An enzyme-linked immunosorbent assay (ELISA) is a test for detecting antibodies to surface proteins of the protozoa, and it is currently only available through Antech Diagnostics. The results are given as a quantitative titer as with the IFAT. Antibodies it detects are very specific, and some strains will not be detected, hence, leading to a negative titer in spite of a horse having an active infection.
The ELISA test relies on recombinant SAG1 (a specific protein) antigen to detect antibodies. However, it has been demonstrated that many S. neurona isolates do not produce SAG1. Horses infected with those strains will test falsely negative. Antibodies produced against S. fayeri, another common equine parasite, cross react with SAG1.
Gene Expression Identification
Different diseases express themselves in a DNA signature. Using this technology on a horse's blood sample should allow positive identification of a diseased horse based on six gene markers that have a high sensitivity and specificity for EPM.
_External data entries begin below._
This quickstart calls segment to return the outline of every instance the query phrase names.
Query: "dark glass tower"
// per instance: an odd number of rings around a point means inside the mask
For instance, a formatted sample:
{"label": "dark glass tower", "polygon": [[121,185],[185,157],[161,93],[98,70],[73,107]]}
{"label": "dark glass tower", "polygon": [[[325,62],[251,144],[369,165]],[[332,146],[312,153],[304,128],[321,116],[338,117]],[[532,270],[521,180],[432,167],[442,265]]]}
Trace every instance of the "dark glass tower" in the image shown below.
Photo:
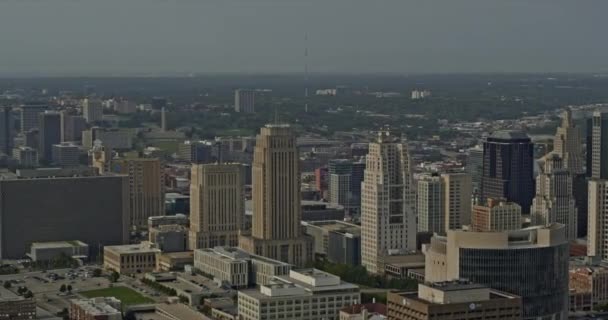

When infected with a particular agent, a characteristic set or combination of genes is expressed or suppressed as compared to normal background values. The genes that are either expressed or suppressed are compared to a standard for horses known to be infected with S. neurona, and if the "pattern" of upregulated and downregulated genes matches, then the diagnosis is confirmed. Essentially, it is looking for a specific pattern of gene expression in the test horse and comparing it to a known positive case.
Experimentation found the test to be greater than 90% sensitive and specific for S. neurona infection during the first month of infection. At the present time, this test is not yet ready for field testing, which is required before it can be made commercially available.
Vaccine Interference with Testing
A horse that has been vaccinated against EPM (using the original Fort Dodge Animal Health product) will have developed antibodies to the protozoa and the component proteins of the protozoa, even though the horse hasn't actually been infected with EPM. This poses a problem for screening or testing since a blood or CSF test result will come up positive regardless of whether or not a vaccinated horse is truly neurologic due to EPM. This vaccine is no longer available, although new vaccine research is in progress.Vaccinated horses develop an IgG response in serum and CSF that can not be distinguished by Western blot from natural infection.
None of the tests are capable of validating the presence of clinical disease alone, despite claims to the contrary. A positive PCR test probably comes the closest, but parasite DNA is rarely present in sufficient quantities to detect. The rest of the assays detect the presence of antibody--some with more specificity and/or greater sensitivity than others. The best of these is nothing more than an adjunct to a good clinical history and a thorough neurologic exam.